Collectivism involves putting group goals ahead of personal goals and defining one’s identity in terms of the groups one belongs to.
5 pens, 4 red, 1 blue
American students always picked the blue
Indian students always picked the red
People reared in Individualist cultures suually have a more ___ self-view
Independent
Explain how women tend to show Relational Interdependence and men show Collective-Interdependence
Women are usually involved in close relationships involving intimate friends and family members
Men tend to interact in social groups such as clubs and sport teams.
People with low self-esteem appear to have self-views which are confused. Explain.

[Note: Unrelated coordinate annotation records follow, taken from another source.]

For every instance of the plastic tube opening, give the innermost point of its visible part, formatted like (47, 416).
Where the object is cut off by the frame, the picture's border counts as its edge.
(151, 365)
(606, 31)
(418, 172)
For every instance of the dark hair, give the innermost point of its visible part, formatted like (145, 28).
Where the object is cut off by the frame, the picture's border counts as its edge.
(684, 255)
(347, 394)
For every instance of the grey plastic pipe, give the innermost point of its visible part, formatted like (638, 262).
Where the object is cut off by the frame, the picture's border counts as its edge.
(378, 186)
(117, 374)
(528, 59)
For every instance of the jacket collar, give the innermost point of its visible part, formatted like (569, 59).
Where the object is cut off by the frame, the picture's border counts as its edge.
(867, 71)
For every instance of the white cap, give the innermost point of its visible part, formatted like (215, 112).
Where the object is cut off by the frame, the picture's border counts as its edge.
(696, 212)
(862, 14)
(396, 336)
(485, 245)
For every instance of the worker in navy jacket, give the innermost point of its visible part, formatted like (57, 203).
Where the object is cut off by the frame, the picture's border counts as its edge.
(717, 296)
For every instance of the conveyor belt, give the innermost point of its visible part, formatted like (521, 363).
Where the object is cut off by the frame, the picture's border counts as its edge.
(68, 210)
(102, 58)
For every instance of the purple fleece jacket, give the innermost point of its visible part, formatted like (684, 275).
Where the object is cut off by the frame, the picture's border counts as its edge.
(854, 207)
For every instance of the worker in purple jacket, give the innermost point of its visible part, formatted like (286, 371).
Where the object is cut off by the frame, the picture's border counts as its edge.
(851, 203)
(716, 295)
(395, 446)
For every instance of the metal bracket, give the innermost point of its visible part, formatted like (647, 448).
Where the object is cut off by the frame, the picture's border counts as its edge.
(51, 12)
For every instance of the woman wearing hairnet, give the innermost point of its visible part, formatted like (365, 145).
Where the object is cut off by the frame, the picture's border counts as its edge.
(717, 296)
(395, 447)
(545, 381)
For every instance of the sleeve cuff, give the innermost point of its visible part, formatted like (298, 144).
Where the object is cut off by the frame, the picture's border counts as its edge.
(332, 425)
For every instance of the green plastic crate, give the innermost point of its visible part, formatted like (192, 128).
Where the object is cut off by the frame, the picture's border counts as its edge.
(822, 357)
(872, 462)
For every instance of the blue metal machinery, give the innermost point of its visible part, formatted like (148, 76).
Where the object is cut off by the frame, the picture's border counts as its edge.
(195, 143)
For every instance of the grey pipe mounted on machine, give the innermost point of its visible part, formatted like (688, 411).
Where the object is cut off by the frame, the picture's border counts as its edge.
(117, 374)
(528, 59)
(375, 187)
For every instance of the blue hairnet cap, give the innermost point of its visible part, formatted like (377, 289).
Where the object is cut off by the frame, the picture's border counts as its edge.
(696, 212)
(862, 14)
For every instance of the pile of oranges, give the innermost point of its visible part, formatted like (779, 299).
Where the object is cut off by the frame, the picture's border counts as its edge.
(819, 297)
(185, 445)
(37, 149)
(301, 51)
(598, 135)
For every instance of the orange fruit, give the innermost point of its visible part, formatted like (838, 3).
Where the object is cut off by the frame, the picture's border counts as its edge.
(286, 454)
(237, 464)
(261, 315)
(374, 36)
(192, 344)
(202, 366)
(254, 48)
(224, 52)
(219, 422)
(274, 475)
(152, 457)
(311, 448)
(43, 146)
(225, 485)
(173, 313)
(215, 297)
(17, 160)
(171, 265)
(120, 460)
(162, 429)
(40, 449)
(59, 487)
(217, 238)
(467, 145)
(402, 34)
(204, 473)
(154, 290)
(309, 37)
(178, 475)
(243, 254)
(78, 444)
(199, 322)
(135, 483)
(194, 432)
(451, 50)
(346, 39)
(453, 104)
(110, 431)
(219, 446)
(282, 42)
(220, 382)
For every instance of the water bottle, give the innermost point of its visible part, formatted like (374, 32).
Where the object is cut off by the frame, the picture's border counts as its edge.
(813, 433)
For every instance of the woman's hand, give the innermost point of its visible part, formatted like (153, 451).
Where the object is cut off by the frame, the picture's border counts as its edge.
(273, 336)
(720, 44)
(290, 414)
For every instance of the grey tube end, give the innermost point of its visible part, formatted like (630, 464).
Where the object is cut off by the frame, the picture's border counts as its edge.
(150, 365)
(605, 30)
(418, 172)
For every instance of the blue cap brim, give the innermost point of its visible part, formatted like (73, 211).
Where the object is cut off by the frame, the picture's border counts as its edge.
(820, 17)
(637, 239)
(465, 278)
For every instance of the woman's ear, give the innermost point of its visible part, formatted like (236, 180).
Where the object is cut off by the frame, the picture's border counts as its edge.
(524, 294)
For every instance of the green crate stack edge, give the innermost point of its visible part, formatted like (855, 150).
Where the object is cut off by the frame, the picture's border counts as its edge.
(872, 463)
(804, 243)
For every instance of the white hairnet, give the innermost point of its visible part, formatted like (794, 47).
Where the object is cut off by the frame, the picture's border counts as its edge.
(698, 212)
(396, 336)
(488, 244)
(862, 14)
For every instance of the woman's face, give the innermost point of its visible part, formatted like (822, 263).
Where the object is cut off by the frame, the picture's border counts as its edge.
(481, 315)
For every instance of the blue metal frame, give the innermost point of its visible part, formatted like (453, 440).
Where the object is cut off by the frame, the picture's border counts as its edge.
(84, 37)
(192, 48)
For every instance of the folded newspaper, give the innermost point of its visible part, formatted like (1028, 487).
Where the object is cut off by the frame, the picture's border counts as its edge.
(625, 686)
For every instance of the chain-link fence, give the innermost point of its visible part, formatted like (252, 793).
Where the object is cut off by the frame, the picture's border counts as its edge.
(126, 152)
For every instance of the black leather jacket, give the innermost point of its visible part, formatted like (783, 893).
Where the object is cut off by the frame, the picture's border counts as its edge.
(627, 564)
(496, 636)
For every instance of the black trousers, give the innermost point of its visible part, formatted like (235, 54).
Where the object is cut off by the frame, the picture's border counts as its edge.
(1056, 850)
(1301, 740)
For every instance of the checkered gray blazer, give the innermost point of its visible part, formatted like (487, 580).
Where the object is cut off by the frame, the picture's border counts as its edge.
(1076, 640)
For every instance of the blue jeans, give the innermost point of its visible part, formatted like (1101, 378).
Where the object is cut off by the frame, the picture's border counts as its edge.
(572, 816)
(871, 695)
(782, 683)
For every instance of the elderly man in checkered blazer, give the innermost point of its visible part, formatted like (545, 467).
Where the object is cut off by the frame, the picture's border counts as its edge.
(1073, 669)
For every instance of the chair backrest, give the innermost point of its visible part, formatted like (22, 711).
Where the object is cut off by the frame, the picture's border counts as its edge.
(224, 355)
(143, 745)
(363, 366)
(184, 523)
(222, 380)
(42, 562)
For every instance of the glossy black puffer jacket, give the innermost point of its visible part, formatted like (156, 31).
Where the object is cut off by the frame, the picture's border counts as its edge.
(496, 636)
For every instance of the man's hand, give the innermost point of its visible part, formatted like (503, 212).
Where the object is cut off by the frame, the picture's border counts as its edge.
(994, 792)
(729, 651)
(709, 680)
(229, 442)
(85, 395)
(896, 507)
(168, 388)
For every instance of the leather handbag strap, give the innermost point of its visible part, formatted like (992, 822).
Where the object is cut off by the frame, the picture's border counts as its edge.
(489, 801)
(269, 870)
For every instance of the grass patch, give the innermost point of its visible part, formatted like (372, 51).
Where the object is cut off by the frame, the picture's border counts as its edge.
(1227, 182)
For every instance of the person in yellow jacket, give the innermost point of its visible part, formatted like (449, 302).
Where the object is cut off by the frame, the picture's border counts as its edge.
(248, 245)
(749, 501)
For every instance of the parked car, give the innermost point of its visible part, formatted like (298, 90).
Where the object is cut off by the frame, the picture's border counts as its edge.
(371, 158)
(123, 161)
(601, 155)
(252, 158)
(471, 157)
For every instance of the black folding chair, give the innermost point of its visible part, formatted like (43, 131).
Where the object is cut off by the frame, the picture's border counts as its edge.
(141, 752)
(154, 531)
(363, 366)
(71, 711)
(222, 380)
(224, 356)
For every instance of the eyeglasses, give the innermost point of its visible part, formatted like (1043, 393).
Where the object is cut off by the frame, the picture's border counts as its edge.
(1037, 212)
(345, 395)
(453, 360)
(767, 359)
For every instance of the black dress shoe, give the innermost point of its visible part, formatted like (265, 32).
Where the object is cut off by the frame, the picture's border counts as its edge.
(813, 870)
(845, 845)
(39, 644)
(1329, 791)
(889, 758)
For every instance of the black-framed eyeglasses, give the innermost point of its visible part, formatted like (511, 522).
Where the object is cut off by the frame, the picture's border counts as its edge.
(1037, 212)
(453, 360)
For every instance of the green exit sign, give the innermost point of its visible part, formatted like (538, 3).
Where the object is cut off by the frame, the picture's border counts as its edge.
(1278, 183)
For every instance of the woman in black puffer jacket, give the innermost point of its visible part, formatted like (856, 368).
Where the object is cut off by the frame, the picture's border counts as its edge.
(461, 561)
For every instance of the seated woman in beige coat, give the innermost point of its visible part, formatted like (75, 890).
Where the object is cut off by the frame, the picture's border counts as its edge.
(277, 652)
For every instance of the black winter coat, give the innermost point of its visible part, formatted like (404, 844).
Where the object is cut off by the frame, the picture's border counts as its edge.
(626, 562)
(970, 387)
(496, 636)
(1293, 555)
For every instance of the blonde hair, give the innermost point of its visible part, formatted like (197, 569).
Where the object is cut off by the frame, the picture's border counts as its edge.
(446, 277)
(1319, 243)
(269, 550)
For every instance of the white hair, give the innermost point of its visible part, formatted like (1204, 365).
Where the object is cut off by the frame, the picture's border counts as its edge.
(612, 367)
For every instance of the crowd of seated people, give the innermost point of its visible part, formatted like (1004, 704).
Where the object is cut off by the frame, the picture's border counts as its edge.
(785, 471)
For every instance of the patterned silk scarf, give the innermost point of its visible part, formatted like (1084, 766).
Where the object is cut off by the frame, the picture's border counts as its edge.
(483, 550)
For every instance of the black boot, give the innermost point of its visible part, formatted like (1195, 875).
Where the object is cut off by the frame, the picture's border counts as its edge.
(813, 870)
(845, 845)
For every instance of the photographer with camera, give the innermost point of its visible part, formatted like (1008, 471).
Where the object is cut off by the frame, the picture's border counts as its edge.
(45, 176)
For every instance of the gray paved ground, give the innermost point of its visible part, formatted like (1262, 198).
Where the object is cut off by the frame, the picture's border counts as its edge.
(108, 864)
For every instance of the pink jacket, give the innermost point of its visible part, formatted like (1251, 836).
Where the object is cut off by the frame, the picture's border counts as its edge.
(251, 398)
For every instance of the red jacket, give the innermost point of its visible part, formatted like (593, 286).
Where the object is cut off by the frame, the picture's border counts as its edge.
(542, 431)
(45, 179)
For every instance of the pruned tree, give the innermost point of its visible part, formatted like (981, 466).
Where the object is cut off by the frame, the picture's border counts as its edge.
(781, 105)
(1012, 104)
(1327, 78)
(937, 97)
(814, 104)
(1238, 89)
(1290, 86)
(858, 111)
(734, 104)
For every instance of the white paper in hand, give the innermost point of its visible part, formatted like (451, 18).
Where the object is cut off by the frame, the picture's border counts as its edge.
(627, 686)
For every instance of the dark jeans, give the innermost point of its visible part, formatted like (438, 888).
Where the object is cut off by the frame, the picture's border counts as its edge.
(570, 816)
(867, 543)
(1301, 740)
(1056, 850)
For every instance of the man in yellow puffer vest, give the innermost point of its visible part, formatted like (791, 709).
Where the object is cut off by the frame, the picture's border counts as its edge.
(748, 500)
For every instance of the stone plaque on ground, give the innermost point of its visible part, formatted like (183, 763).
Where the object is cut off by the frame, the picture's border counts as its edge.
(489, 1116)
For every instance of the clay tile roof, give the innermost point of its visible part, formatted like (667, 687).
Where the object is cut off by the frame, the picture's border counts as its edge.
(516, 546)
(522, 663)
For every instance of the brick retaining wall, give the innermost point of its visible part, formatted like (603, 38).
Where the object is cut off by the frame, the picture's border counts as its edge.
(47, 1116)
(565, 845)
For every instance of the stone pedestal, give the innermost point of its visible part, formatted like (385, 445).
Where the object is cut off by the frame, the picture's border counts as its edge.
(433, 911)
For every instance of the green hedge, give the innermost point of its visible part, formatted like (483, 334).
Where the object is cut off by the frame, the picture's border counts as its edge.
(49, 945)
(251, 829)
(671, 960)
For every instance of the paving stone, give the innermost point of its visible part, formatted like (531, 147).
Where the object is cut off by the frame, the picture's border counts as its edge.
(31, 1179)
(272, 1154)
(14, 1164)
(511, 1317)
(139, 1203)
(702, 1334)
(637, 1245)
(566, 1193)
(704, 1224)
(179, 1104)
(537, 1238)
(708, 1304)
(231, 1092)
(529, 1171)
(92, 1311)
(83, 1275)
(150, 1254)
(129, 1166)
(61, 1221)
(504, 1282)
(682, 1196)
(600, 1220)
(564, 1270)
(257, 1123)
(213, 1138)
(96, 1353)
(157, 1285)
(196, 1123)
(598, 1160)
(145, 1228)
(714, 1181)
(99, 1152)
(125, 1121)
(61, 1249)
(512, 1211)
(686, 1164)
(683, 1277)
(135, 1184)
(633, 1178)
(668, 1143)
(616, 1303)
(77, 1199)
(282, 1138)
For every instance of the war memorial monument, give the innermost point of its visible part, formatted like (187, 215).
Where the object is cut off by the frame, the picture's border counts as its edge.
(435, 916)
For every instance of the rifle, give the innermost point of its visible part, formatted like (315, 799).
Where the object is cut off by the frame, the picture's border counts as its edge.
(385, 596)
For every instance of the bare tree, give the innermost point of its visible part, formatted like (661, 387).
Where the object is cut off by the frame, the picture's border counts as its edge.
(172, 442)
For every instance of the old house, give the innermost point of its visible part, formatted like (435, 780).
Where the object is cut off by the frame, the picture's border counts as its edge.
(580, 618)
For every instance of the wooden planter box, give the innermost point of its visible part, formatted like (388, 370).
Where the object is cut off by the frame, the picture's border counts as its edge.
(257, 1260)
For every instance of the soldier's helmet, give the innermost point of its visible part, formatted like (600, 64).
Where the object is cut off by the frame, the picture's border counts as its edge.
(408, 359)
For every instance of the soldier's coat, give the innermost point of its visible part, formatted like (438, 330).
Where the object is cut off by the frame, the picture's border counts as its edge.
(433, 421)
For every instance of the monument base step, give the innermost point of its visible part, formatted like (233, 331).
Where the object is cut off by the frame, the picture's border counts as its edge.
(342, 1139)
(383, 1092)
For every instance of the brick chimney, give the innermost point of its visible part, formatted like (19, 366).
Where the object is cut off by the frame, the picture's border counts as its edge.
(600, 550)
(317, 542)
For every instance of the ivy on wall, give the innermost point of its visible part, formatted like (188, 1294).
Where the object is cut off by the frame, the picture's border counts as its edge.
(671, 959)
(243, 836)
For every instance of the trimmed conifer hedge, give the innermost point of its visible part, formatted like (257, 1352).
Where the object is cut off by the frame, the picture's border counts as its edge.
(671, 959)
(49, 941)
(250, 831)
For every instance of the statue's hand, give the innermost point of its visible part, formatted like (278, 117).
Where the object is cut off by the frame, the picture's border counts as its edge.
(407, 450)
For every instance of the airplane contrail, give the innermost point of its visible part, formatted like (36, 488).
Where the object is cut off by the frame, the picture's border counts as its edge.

They tend to experience emotional highs and lows as well as mood swings. Contradictory behavior and susceptible to short-term fluctuations.
How are people “Cognitive Misers”?
What is Mindlessness? What is Mindfulness?
Cognitive resources are limited and the mind works to hoard them by taking cognitive shortcuts
Mindlessness- Rigid thinking in which details and important distinctions are lost
Mindfulness- promotes cognitive flexibility, which in turn can lead to self-acceptance and stress reduction.
What are Self-Attributions?
Explain each type
Internal vs External
Stable vs Unstable
Controllable vs. Uncontrollable
Self-Attributions: inferences that people draw about the causes of their own behavior.
Internal attributions ascribe the causes of behavior to personal dispositions, traits, abilities, and feelings. External attributions ascribe the cause of behavior to situational demands and environmental constraints.
Stable: A cause that is more or less permanent and unlikely to change over time
Unstable: Include things such as mood, or motivation.
Controlled vs Uncontrollable: Self-explanatory
People with a pessimistic explanatory style tend to attribute their setbacks to which three factors?
Internal, stable, and global (or pervasive) factors
What is Affective Forecasting? How good are people at it?
How well people predict their future feelings in response to good and bad events. People are bad at this.